Analysis of liver architecture
Liver sections were stained with hematoxylin and eosin using standard techniques. The steatosis score was calculated according to the degree of parenchymal involvement as follows: 0, < 5%; 1, > 5–33%; 2, > 33–66%; and 3, > 66% according to Brunt criteria33. The lobular inflammation score was calculated according to the numbers of the inflammation foci in a × 200 microscopic field as follows: 0, no foci; 1, < 2 foci per × 200 field; 2, 2–4 foci per × 200 field; and 3, > 4 foci per × 200 field.

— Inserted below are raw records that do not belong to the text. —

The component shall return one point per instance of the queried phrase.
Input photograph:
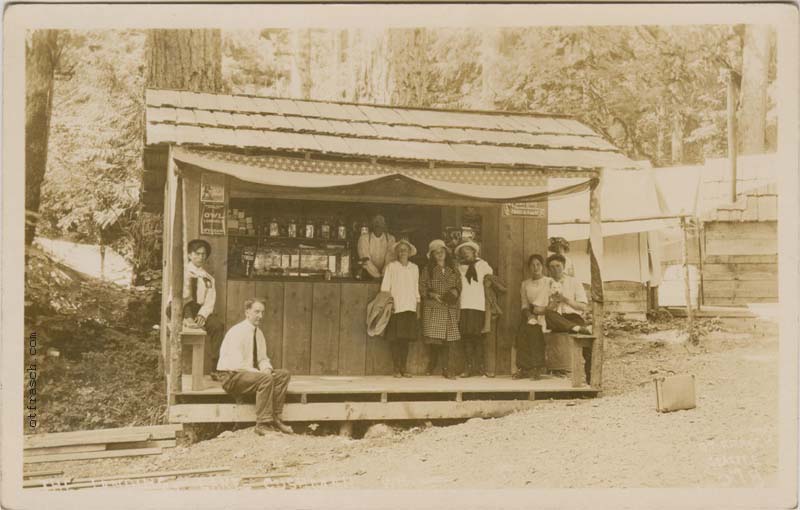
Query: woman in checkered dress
(440, 288)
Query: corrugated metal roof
(473, 137)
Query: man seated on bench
(567, 301)
(245, 370)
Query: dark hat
(555, 242)
(194, 244)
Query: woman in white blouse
(535, 295)
(401, 280)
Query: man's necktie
(255, 348)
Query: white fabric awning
(265, 171)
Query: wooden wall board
(325, 329)
(353, 329)
(297, 320)
(272, 325)
(511, 264)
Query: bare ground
(616, 441)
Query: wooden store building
(282, 188)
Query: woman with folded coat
(535, 295)
(440, 288)
(401, 280)
(473, 270)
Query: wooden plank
(272, 325)
(205, 413)
(168, 431)
(720, 230)
(78, 448)
(159, 443)
(353, 329)
(534, 241)
(739, 289)
(511, 271)
(238, 292)
(130, 476)
(91, 455)
(325, 328)
(297, 320)
(742, 259)
(490, 218)
(45, 472)
(743, 246)
(740, 272)
(84, 440)
(379, 358)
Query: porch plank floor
(331, 385)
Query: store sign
(212, 219)
(212, 188)
(527, 209)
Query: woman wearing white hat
(473, 305)
(440, 288)
(401, 280)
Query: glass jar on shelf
(309, 229)
(273, 228)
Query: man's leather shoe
(263, 429)
(283, 427)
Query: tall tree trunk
(185, 59)
(490, 56)
(41, 59)
(677, 139)
(300, 74)
(755, 75)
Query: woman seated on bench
(567, 300)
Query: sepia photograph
(289, 253)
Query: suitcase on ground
(675, 393)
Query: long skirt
(530, 347)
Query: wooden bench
(564, 351)
(196, 339)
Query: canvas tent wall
(635, 212)
(733, 247)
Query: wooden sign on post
(526, 209)
(212, 219)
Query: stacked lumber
(99, 444)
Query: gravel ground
(617, 441)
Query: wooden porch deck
(353, 398)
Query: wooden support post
(687, 292)
(346, 429)
(596, 264)
(176, 286)
(732, 142)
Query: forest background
(657, 92)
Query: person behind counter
(200, 294)
(401, 280)
(473, 306)
(560, 246)
(375, 247)
(440, 288)
(535, 295)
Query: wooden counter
(314, 327)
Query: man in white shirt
(246, 370)
(563, 314)
(375, 248)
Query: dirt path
(615, 441)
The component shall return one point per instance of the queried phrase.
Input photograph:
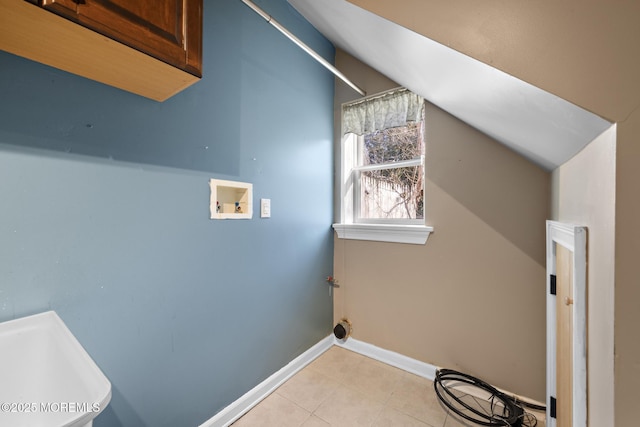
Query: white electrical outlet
(265, 208)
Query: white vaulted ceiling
(537, 124)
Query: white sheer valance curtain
(388, 110)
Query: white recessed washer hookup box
(231, 199)
(46, 378)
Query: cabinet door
(170, 30)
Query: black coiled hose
(511, 413)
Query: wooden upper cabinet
(169, 30)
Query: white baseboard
(405, 363)
(254, 396)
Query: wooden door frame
(574, 238)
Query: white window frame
(413, 231)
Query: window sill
(412, 234)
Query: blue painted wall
(104, 205)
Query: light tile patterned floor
(343, 388)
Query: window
(382, 171)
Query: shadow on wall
(62, 112)
(497, 185)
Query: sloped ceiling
(537, 124)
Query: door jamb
(574, 238)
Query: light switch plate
(265, 208)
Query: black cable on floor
(511, 413)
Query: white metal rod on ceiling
(302, 45)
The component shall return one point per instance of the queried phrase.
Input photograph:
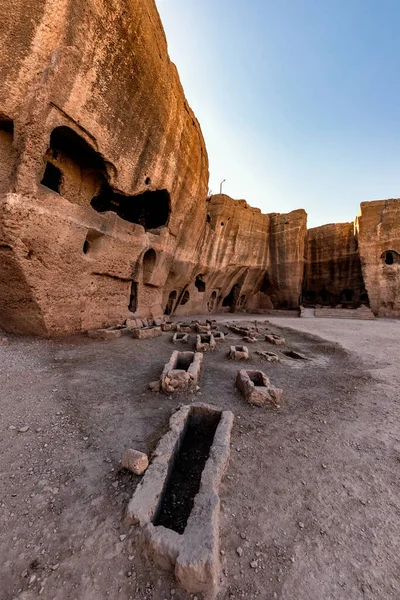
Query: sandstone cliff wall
(101, 160)
(246, 261)
(379, 243)
(332, 268)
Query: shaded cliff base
(320, 463)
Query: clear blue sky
(298, 100)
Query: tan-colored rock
(135, 461)
(104, 334)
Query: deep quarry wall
(103, 190)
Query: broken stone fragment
(104, 334)
(135, 461)
(155, 386)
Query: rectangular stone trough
(176, 505)
(257, 389)
(184, 327)
(146, 333)
(181, 337)
(205, 342)
(182, 371)
(239, 352)
(218, 336)
(272, 338)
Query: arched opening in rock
(149, 262)
(52, 177)
(231, 299)
(133, 297)
(170, 304)
(242, 301)
(212, 301)
(185, 298)
(200, 283)
(150, 209)
(391, 257)
(346, 296)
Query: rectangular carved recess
(183, 482)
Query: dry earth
(310, 499)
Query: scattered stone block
(218, 336)
(268, 356)
(147, 333)
(203, 328)
(192, 554)
(181, 338)
(257, 389)
(104, 334)
(135, 461)
(182, 372)
(239, 353)
(272, 338)
(205, 342)
(250, 339)
(184, 327)
(155, 386)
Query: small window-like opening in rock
(185, 298)
(7, 126)
(389, 258)
(52, 177)
(200, 284)
(133, 297)
(149, 262)
(231, 299)
(257, 379)
(150, 209)
(170, 304)
(183, 481)
(184, 361)
(346, 296)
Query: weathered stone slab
(135, 461)
(239, 353)
(272, 338)
(257, 389)
(147, 333)
(182, 372)
(180, 337)
(268, 356)
(104, 334)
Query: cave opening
(185, 298)
(133, 297)
(200, 283)
(52, 177)
(231, 299)
(150, 209)
(170, 304)
(149, 263)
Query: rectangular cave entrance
(257, 379)
(183, 482)
(184, 361)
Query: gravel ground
(310, 505)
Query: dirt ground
(311, 497)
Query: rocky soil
(310, 504)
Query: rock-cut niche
(78, 173)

Quantification of collagen levels in the liver
To quantify the collagen content in the liver, liver sections were stained with picro-sirius red and counterstained with fast green (Sigma-Aldrich, Japan). The proportion of tissue stained with picro-sirius red was quantified by morphometric analysis using Image J software in five randomly selected fields per section (magnification × 200), as previously described34. Hydroxyproline content in whole-liver specimens was quantified using a Total Collagen Assay Kit (QuickZyme BioSciences B.V, Netherlands).
Two-step real-time PCR
Real-time PCR was performed as described below34. Specificity was confirmed for all primer pairs (Supplementary Table S1) by sequencing the PCR products. Target gene levels were presented as a ratio of levels in the treated versus corresponding control groups. Fold changes were determined using point and interval estimates.
Immunoblot assay
Proteins isolated from whole livers were separated by SDS–PAGE and transferred to PVDF membranes. Membranes were probed with anti-eukaryotic initiation factor 2α (eIF2α), antiphospho-eIF2α, anti-C/EBP-homologous protein (CHOP), anti-immunoglobulin heavy chain-binding protein, anti-AMPK, anti-phospho-AMPK at Thr172, anti-insulin receptor substrate 1 (IRS-1), anti-phospho-IRS-1 at Ser636, anti-phospho-NF-κB p65 at Ser 536, anti-NF-κB p65, anti-phospho- extracellular signal-regulated kinase (Erk)1/2, anti-Erk1/2, anti-phospho-JNK, anti-JNK (Cell Signaling Technology Inc., Beverly, MA), anti-phospho-IRS-1 at Tyr896 (Sigma-Aldrich), or anti-actin (Sigma-Aldrich), followed by incubation with horseradish peroxidase-conjugated anti-mouse or anti-rabbit IgG (Invitrogen, Carlsbad, CA). Antigens were visualized by ECL (GE Healthcare, Chicago, IL).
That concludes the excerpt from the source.